Reading this novel felt like a blessing, as odd as that may seem and as hard as it was at time, because of the painful descriptions of tragic human destinies and hopeless struggles against a military regime. There are many graphic scenes in this novel, so be prepared for that. If you can’t take reading about murders, torture, rape and dead bodies, this is not the novel for you. I don’t want to make it sound like it is a horror novel, for it is not but parts of it are quite graphic. They are, however, always there for a reason. I'm not sure that it would be possible to tell a story about life under military regime without mentioning torture, murder and disposal of dead bodies beacuse those things are a part of such a society. In addition. Allende digs deeps when she creates her characters and for some this might be uncomfortable. There is a parallel love story in this novel that resembles the one in Wuthering Heights by Emily Bronte. There are two fifthteen years old girls named Evangelina in this novel and both of them are given attention, even if only one of the drives the plot forward. Basically, two infants (girls) got mixed up at the delivers and because the authority isn't willing to recognize their mistake, their families raise them but let them know who their real parents are. They even give them identital names (Evangelina) in hope that one day the girls can return to their real families. So it happens there are feelings between one of the brothers and his 'almost' sister. Allende is much more explicit in these descriptions of erotical desires (that are never acted on) than Bronte was, so that is another element that might bother some people, even if brother and sister in question aren't real siblings and are aware of that.

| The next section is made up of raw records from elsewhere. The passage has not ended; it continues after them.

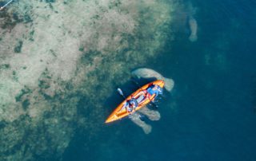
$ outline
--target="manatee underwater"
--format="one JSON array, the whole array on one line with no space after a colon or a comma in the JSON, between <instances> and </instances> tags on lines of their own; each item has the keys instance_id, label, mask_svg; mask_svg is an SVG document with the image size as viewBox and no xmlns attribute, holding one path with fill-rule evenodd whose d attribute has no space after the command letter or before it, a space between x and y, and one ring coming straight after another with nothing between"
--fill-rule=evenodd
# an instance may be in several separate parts
<instances>
[{"instance_id":1,"label":"manatee underwater","mask_svg":"<svg viewBox=\"0 0 256 161\"><path fill-rule=\"evenodd\" d=\"M147 68L140 68L132 71L132 77L134 78L143 78L143 79L150 79L150 78L155 78L157 80L163 80L165 81L164 88L169 92L171 92L174 86L174 81L170 78L166 78L162 76L159 73ZM145 132L145 134L149 134L151 132L152 127L150 124L147 124L144 120L141 120L141 115L146 116L150 120L156 121L159 120L161 118L161 115L159 112L155 110L151 110L146 105L143 107L138 112L135 112L132 115L129 116L129 118L131 121L133 121L135 124L141 127Z\"/></svg>"}]
</instances>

I loved Of Love and Shadows as much as I loved The House of Sprits and Daughter of Fortune. If you have read and loved this novel, I would recommend reading these two novels I just mentioned. There are similarities between those two novel and this one, but there is no repetition. The characters and the story is Love and Shadows seem very unique to me. The similarities of themes didn’t cause any déjà vu experiences because Allende’s powerful imagination and writing skills are more that capable of creating a myriad of distinct characters and stories. On the other hand, if you haven’t read anything by Allende this is a good novel to start with. It is also not as long as her other novels, so if you have a preference for a lesser number of pages, or you can’t spare the time for a longer novel, consider giving this one a try. My edition numbers 290 pages. It also came with a beautifully illustrated cover that you can see on these photographs. You see, I loved this novel so much I decided to take it with me when I went away on a little weekend getaway. I just couldn't stop reading it, I loved every minute of reading it. Have you read anything by Allende?